When Hump-Happy was first tried out, men came out of the fever-ridden jungles to see it. Hump-Happy's hairy-chested girls and hairy-chested jokes hit them just right. Within a few weeks Hump-Happy went on tour, has been on the move ever since.
Bamboo Music Hall. Major Clark Robinson organized the show in Assam while constructing a crude movie theater known as the Bamboo Music Hall. Robinson, a former New York scenic designer (Radio City Music Hall, the Roxy Theater), got the help of Private Al Roth as stage man- ager, gathered talent as he could find it. Props were made from whatever came handy.
The show is as simple as K rations, as nostalgic as its cowboy songs, as lusty as a. G.I. bull session. (Chesty brunette to castaway sailor: "I'm going to give you something you haven't had for a loong time." Sailor: "You mean--there's a bottle of ice-cold beer on this island?") On the Road.
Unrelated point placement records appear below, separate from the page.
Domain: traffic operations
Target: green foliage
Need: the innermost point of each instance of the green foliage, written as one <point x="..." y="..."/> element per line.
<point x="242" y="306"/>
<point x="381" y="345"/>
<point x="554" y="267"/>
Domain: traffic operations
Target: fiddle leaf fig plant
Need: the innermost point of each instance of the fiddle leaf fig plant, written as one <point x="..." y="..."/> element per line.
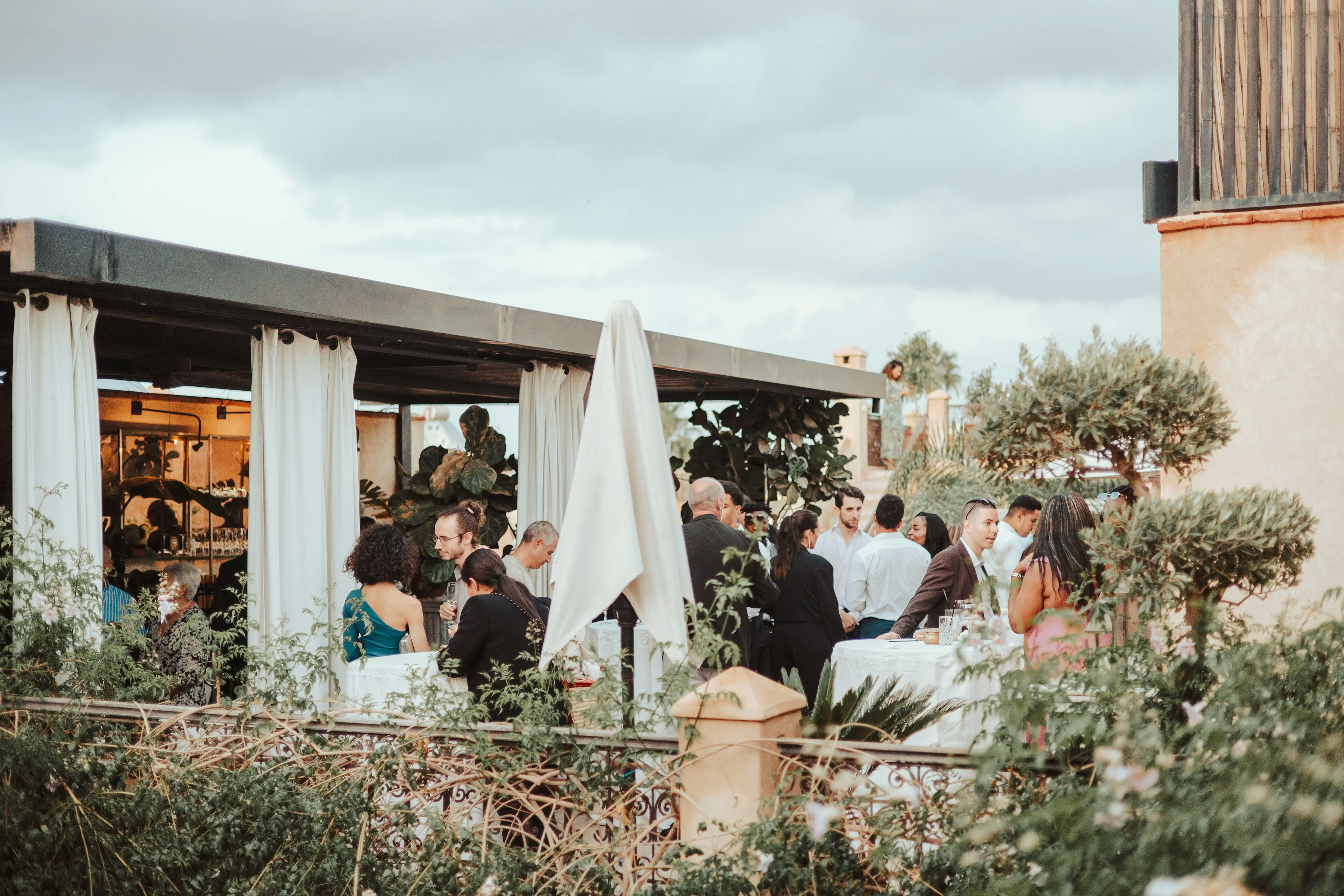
<point x="773" y="447"/>
<point x="482" y="472"/>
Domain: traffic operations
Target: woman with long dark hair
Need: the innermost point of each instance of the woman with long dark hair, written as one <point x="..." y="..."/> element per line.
<point x="499" y="636"/>
<point x="929" y="531"/>
<point x="807" y="618"/>
<point x="1058" y="577"/>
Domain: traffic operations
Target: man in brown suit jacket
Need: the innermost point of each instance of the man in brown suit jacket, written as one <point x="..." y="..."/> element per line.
<point x="953" y="574"/>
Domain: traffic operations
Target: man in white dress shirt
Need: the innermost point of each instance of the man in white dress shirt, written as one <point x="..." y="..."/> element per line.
<point x="1015" y="537"/>
<point x="840" y="543"/>
<point x="886" y="573"/>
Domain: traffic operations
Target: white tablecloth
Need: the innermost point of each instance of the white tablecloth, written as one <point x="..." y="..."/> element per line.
<point x="377" y="678"/>
<point x="924" y="667"/>
<point x="603" y="641"/>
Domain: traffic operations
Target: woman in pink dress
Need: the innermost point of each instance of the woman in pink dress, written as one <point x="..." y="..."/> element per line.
<point x="1053" y="586"/>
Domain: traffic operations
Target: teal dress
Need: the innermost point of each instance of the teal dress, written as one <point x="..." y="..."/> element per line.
<point x="366" y="629"/>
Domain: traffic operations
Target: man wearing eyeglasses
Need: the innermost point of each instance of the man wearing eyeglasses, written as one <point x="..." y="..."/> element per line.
<point x="955" y="573"/>
<point x="1119" y="500"/>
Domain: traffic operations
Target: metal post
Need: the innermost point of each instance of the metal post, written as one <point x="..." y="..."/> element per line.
<point x="404" y="444"/>
<point x="625" y="618"/>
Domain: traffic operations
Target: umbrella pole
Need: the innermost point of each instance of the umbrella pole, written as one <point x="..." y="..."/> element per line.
<point x="625" y="618"/>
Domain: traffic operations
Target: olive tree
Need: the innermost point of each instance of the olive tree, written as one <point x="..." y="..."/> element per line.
<point x="1119" y="406"/>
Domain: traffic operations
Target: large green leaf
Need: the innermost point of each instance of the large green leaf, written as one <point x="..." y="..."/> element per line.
<point x="492" y="448"/>
<point x="409" y="508"/>
<point x="478" y="476"/>
<point x="420" y="484"/>
<point x="430" y="458"/>
<point x="437" y="572"/>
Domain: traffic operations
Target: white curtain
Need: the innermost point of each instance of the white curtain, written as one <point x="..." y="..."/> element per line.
<point x="550" y="420"/>
<point x="623" y="532"/>
<point x="304" y="481"/>
<point x="56" y="421"/>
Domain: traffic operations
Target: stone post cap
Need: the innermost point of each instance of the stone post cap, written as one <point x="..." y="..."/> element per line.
<point x="851" y="357"/>
<point x="758" y="699"/>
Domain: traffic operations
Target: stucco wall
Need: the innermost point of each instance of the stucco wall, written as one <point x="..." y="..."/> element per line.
<point x="1260" y="299"/>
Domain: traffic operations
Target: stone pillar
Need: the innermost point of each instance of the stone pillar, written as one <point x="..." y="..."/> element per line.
<point x="854" y="426"/>
<point x="732" y="763"/>
<point x="939" y="417"/>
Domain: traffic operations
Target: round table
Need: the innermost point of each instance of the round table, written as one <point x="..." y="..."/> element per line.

At one bomber base a number of planes had just been lost when the show arrived. "The girls--Red Cross girls and nurses--came into the theater crying, and some of the fellows were drunk. But when we got through they were laughing, and we heard that they laughed for weeks afterward."
The show had its own casualties. Last December Major Robinson was killed in a plane accident while flying over the Hump. "It was bad. . . . We felt we just couldn't play--how could we be funny, and laugh, on the same field where the Major had died? . . . That was our first baptism of 'the show must go on' routine." After the death of Major Robinson, the new C.O. was Lieut. Jack Yule, a former professional actor (in Hump-Happy, he works the spotlight).
The first road show was arranged for by a general who assigned the actors to two weeks' detached duty. The time was extended again & again. The show is not officially recognized and the men have no travel orders. But because others want to see them, the Air Transport Command flies them in to the lonely places. They prefer playing such places because they lived at one themselves, and they know how it is.